Paris’ elite cleaning unit

29th of September 2016
Paris’ elite cleaning unit

French ECJ correspondent Christian Bouzols reports on a special cleaning team that takes care of exceptional operations in Paris.

It is 6.30 on a Thursday morning in Paris. Four police coaches are keeping watch on the Place de la République in Paris. Another event, called Nuit Debout, bringing hundreds of Parisians together to discuss the changes needing to be brought to society, has just finished on the square and the cleaning teams have been at work for almost an hour. With vacuum cleaners purring, beer cans and other objects are being cleared away. All the cleaning operatives have their designated task.

“My job is to sweep bottles and glass fragments. Others drive the washer.

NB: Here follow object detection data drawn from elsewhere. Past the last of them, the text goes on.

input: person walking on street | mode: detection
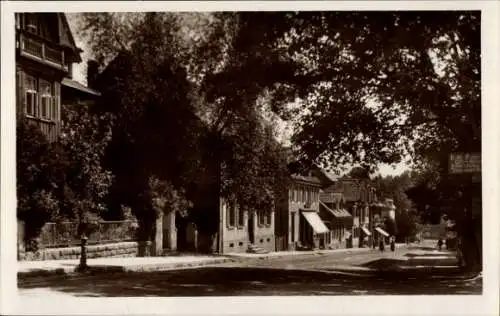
[438,238,443,251]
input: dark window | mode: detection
[227,202,236,227]
[238,207,245,227]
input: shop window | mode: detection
[40,80,55,120]
[257,210,266,226]
[25,75,38,116]
[226,202,236,227]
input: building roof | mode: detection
[319,192,344,204]
[324,178,370,202]
[61,78,101,96]
[319,201,352,218]
[291,174,322,186]
[57,13,82,63]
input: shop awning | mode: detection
[361,227,372,236]
[375,227,389,237]
[301,212,329,234]
[319,201,352,218]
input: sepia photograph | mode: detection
[2,1,498,315]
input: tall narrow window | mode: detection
[25,75,38,116]
[257,210,266,225]
[237,207,245,227]
[25,13,38,34]
[40,80,53,120]
[226,202,236,227]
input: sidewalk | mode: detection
[229,244,407,259]
[17,255,237,277]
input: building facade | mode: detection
[219,198,275,253]
[319,192,353,249]
[321,177,376,247]
[15,13,81,141]
[275,168,332,251]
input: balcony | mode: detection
[19,33,68,72]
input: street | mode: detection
[19,243,482,298]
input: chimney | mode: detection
[87,60,99,89]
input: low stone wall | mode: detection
[20,241,152,261]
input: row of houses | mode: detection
[16,13,394,253]
[220,168,395,253]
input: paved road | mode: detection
[19,246,482,299]
[222,249,408,270]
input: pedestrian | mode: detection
[438,238,443,251]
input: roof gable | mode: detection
[57,13,82,62]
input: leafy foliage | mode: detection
[77,13,290,239]
[17,104,111,250]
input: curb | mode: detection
[17,258,234,278]
[229,244,406,261]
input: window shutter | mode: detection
[53,82,61,123]
[17,69,26,115]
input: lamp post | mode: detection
[78,234,88,271]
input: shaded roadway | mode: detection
[18,244,482,297]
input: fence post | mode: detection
[152,212,163,256]
[17,219,26,260]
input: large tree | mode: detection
[202,11,481,264]
[76,13,292,249]
[16,104,112,251]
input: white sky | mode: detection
[66,13,409,176]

And another colleague, wearing a special suit and a breathing mask, handles the corner where people have done their business,” explains Lassana, 42, who since 2006 has been a cleaner for La Fonctionnelle, the elite unit in charge of keeping Paris clean.

La Fonctionnelle is a special corps of cleaners under the responsibility of the Town Hall entrusted with all the exceptional cleaning operations in Paris that can’t be handled by the local council cleaning services. That’s because their work requires special equipment and needs to be done at specific times. Therefore the assignments of this corps of 400 people vary considerably.

They range from festive events (Gay Pride and Techno Parade) to sporting fixtures (Marathon and supporter areas to watch the Euro 2016 football championship) and demonstrations. This cleaning brigade also sweeps the Périphérique motorway, the banks of the Seine and rather more sensitive and dramatic scenes. These include the scenes of traffic accidents, street brawls, crimes and terror attacks - such as the one that took place at Le Bataclan.

La Fonctionnelle can be deployed immediately on a 24/7 basis. It was therefore obvious for the Town Hall to call on its services right from the start of the Nuit Debout events, which take place on April 1.

“Ever since the event was launched we’ve been arriving early in the morning to support the Arrondissement cleaners with a task force of some 10 people,” explains Basile Saint-Carlier, deputy head of the unit. “At the beginning things were a little complicated because people were sleeping in the open air. So we had to wait for the arrival of the police. Now as we arrive, there aren’t any people left. And less heavy refuse.”

Broken bottles and yellow kebab boxes, stained with ketchup, are piling up around skips and dustbins. “We collect something like 40 to 400 cubic metres of refuse every morning,” he adds. “The amount can vary, but we find dirt all the time, especially at weekends.”

At 7 am, the motorised street sweepers come into play, jet cleaning the pavement with water. “From 8 am onwards there are many people and traffic on the square. So in order to work safely we do our best to finish before that time,” said Basile Saint-Carlier. “This is also necessary because if there’s a traffic accident somewhere, part of our team may need to be deployed there.”